Architecture and Design Principles designed
This page states the main design principle in plain language.
Main Principle
GPUaaS is a contract-first control plane on top of shared platform services.
That means:
- product behavior starts from explicit contracts, not accidental runtime behavior;
- shared concerns such as IAM, billing, audit, evidence, policy, and status should not be reimplemented per product;
- product domains own customer value and runtime-specific logic on top of those shared services;
- environments and providers are profiles, not the product model itself.

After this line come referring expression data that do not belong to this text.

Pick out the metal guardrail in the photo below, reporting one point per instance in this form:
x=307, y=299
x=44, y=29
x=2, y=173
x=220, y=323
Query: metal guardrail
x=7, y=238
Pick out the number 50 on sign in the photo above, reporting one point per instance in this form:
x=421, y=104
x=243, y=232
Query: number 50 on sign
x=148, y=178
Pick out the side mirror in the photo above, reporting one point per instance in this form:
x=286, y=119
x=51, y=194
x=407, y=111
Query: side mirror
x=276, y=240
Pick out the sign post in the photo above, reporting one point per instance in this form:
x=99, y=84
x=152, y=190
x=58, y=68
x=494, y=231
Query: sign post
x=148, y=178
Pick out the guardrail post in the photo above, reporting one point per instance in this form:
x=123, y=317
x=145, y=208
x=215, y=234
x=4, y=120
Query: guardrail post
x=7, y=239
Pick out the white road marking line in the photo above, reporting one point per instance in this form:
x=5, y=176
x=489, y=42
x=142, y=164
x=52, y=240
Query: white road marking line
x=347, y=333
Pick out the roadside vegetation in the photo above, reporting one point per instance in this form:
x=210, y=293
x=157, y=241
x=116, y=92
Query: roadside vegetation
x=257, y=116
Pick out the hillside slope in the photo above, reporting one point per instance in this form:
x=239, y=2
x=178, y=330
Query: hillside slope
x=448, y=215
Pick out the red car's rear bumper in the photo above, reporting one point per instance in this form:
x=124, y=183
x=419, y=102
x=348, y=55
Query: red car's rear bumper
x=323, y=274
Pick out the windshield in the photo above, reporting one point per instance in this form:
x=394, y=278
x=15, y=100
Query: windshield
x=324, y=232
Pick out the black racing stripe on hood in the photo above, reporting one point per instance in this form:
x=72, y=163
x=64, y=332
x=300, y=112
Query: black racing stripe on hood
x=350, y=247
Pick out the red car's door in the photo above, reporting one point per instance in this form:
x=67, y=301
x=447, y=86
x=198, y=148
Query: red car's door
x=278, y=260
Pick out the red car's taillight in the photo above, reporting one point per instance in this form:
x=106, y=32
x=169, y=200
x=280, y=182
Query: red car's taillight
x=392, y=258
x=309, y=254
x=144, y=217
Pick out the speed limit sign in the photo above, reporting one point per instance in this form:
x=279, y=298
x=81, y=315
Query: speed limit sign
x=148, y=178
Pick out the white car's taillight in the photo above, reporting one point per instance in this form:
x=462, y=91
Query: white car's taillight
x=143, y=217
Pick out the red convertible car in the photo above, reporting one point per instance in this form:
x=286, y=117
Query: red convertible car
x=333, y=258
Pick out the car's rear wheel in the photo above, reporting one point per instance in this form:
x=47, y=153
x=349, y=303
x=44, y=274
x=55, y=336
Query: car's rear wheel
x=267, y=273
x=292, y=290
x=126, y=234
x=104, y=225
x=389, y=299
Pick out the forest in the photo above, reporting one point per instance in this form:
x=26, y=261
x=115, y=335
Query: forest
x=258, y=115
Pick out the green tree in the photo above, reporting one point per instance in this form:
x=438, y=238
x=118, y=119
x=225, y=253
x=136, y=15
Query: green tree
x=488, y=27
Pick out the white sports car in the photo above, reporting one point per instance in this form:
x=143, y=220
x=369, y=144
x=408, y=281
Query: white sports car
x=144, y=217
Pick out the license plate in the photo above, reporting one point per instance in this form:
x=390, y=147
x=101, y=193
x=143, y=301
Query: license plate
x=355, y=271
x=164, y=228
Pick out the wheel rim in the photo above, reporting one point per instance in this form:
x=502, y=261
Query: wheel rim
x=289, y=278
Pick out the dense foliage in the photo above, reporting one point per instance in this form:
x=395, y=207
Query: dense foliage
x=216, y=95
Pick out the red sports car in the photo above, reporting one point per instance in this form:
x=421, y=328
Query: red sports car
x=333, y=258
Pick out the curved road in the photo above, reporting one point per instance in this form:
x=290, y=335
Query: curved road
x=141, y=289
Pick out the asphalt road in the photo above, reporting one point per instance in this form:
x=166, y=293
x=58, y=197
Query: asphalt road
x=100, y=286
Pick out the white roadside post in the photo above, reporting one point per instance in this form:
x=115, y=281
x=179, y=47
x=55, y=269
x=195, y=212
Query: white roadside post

What That Means In Practice
| Principle | Practical meaning |
|---|---|
| Contract first | API and event changes start in contracts and canonical docs before implementation |
| Control plane, not scripts | GPUaaS should express state, lifecycle, authz, and evidence as durable product surfaces |
| Shared services first | IAM, billing, audit, evidence, policy, registry, secrets, and status should stay reusable across products |
| Product domains own runtime logic | GPU inventory, allocations, node lifecycle, terminal, app runtime specifics, and future token-factory behavior stay in product-owned domains |
| Provider-neutral boundary | Keycloak, Cloudflare, Pomerium, MAAS, k8s, and node providers are execution adapters, not the product source of truth |
| Config-driven environments | kind, dev, demo, staging, and production should differ by profile/config and automation inputs, not by one-off hand edits |
| Evidence before claims | release, security, UAT, and ops claims require durable evidence and readback, not chat memory or manual intuition |
One-Sentence Product Explanation
If a product owner asked what we are building, the answer should be:
GPUaaS is a multi-tenant control plane that lets products and users consume GPU-backed runtimes through consistent identity, billing, access, policy, audit, and evidence models.
Can Users Understand It Today?
Partially, but not well enough before this portal pass.
What a normal user should understand:
- they sign in once and work inside a project/tenant boundary;
- they launch workloads or apps through one shell;
- billing, access, and recovery feel product-native;
- they do not need to understand Keycloak, Pomerium, Cloudflare, or internal workers.
What security, ops, and architecture should understand:
- the product model stays stable even when the underlying provider, edge, or environment changes;
- deployment, security, and runtime posture are separate from user-facing workflows;
- production-readiness is an evidence and environment problem, not just a UI completion problem.
That is why the portal needs both user-facing workflow pages and internal architecture/deployment pages.
Design Test
Use these questions to decide whether a change follows the model:
- Is this product behavior expressed in a contract or durable model?
- Does it reuse shared IAM/billing/audit/policy/evidence instead of inventing a local variant?
- Does it keep provider or environment specifics behind an adapter/profile boundary?
- Can product, security, and ops explain it without reading implementation code?
- Can staging and production prove it with the same evidence model?
If the answer to several of these is no, the design is drifting.